We have three interconnected goals: to understand cellular growth and proliferation in the heart; to provide mechanistic explanations for the huge variation of regenerative activity seen in biology; and, drawing on the answers to these two fundamental questions, to conduct translational research that implements our basic research results for the diagnosis and treatment of heart disease. Prior to our work, it was commonly thought that after birth heart muscle cells, (cardiomyocytes) are in irreversible proliferative arrest and that myocardial regeneration does not happen. It was unknown whether cardiomyocyte proliferation cold be stimulated after birth, let alone whether this would regenerate myocardium.

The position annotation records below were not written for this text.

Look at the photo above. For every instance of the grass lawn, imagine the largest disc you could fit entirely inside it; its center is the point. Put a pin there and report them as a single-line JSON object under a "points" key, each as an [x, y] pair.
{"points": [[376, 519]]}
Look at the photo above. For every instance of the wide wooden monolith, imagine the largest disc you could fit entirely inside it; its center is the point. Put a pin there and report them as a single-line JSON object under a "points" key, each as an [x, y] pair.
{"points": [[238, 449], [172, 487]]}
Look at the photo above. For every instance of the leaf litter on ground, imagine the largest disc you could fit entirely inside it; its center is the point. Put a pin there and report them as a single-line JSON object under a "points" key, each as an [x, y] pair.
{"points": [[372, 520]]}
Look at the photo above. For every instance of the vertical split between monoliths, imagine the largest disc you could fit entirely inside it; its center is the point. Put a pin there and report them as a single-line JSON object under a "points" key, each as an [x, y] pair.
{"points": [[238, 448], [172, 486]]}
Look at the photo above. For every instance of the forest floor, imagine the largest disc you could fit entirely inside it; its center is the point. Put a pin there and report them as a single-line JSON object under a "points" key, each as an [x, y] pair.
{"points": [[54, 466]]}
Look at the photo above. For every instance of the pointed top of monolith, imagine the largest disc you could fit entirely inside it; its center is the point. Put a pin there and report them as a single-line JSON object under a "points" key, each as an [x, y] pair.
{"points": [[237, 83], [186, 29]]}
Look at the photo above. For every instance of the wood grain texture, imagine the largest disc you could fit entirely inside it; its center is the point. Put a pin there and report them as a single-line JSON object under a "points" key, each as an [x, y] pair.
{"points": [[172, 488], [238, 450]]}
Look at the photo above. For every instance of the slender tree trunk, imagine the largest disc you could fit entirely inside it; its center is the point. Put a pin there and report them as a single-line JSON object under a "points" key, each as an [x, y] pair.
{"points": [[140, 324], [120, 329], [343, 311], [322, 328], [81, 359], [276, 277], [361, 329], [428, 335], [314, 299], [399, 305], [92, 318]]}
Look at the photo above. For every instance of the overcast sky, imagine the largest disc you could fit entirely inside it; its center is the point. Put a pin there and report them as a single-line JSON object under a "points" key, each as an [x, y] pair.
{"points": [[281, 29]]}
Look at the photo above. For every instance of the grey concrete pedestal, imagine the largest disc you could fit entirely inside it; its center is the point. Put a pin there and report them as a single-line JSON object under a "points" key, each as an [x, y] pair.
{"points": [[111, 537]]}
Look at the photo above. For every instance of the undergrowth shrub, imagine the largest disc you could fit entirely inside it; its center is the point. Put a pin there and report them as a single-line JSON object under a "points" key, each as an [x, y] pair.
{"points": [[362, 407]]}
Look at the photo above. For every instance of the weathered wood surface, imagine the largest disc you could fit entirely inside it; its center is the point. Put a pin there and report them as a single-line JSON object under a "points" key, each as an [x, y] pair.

We have shown that the post-natal mammalian heart has cardiomyocytes that can be stimulated to divide and give rise to myocardial regeneration. We demonstrated that a peptide of periostin, a component of the extracellular matrix, and neuregulin1, a growth factor, stimulate myocardial regeneration. Both factors stimulate a subpopulation of mononucleated cardiomyocytes to divide.

We have developed a cellular growth chart of the human heart, which shows that cardiomyocyte proliferation and enlargement both contribute to myocardial growth between birth and adulthood. The finding that cardiomyocytes proliferate in young humans leads to conclusions, on which our current research efforts are based: First, young humans may be able to regenerate heart muscle. Second, cardiomyocyte proliferation may be altered in myocardial diseases. Third, it raises the possibility to stimulate cardiomyocyte proliferation therapeutically with the goal of promoting myocardial regeneration in young humans.